These two redundant floral developmental genes show similar levels of nucleotide polymorphism. In SEP1, there are a total of 88 polymorphic nucleotide sites (fig. 2). Of these, there is one replacement polymorphism and eight synonymous polymorphisms. There are also 11 insertion/deletion (indel) polymorphisms, all in noncoding regions, which range in size from 2 bps to a 162 bp miniature inverted-repeat transposable element (MITE [Casacuberta et al. 1998; Casacuberta and Santiago 2003]) (fig. 2B and C). This MITE is flanked by TTA direct repeats and inverted repeats that are 60% identical to those of the Tourist family of MITEs, previously identified in cereals (Bureau and Wessler 1992, 1994). A Blast search of this 162-bp MITE against the Arabidopsis genome yielded 47 unique sequences with an E value less than 10–10. We detected no similarity of this MITE to genomes outside of Arabidopsis. Within the A. thaliana genome, all highly similar sequences were found within 3 kb upstream of coding sequence, and 18 of these were found within the 1-kb upstream region. Aside from these indels, there are also two mononucleotide microsatellite repeats found in the first and second introns. The SEP2 alleles have a total of 80 nucleotide polymorphisms, with one replacement and four synonymous polymorphisms (fig. 3). Sixteen indel polymorphisms occur in SEP2 in the noncoding region, ranging in size from 2 to 37 bps, as well as one dinucleotide microsatellite (fig. 3).

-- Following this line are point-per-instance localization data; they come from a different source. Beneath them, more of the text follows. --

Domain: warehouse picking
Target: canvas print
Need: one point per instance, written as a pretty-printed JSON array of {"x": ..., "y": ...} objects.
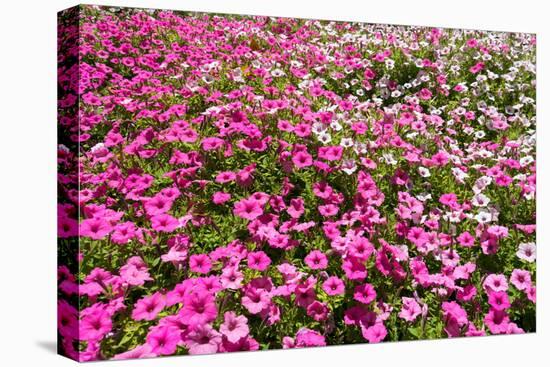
[{"x": 239, "y": 183}]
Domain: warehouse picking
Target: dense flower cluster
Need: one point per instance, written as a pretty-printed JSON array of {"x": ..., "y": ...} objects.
[{"x": 232, "y": 183}]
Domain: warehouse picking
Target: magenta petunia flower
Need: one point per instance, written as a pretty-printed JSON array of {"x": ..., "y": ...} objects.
[
  {"x": 203, "y": 340},
  {"x": 164, "y": 223},
  {"x": 302, "y": 160},
  {"x": 95, "y": 228},
  {"x": 334, "y": 286},
  {"x": 198, "y": 308},
  {"x": 364, "y": 293},
  {"x": 410, "y": 309},
  {"x": 316, "y": 260},
  {"x": 149, "y": 307},
  {"x": 163, "y": 339},
  {"x": 258, "y": 260},
  {"x": 200, "y": 263},
  {"x": 248, "y": 209},
  {"x": 375, "y": 333},
  {"x": 234, "y": 327}
]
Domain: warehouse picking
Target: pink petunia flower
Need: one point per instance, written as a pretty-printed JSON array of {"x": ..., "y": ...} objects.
[
  {"x": 334, "y": 286},
  {"x": 149, "y": 307},
  {"x": 248, "y": 209},
  {"x": 316, "y": 260},
  {"x": 234, "y": 327}
]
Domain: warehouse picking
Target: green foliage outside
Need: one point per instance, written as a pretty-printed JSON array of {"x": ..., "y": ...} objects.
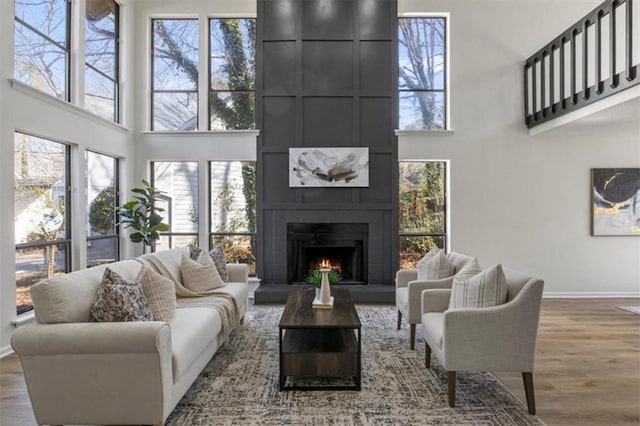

Estimates of silent-site nucleotide variation are comparable between these two redundant genes (table 2). The estimate of SEP1 intraspecific nucleotide diversity for silent sites, {pi}, is 0.0080, whereas SEP2 has a {pi} of 0.0067 (table 2). These estimates are comparable to the mean nucleotide diversity ({pi} = 0.0074) calculated for a collection of previously published nuclear genes in A. thaliana (Yoshida et al. 2003). This level of nucleotide diversity is characteristic of neutrally evolving genes in A. thaliana (Purugganan and Suddith 1998; Purugganan and Suddith 1999; Aguade 2001; Olsen et al. 2002).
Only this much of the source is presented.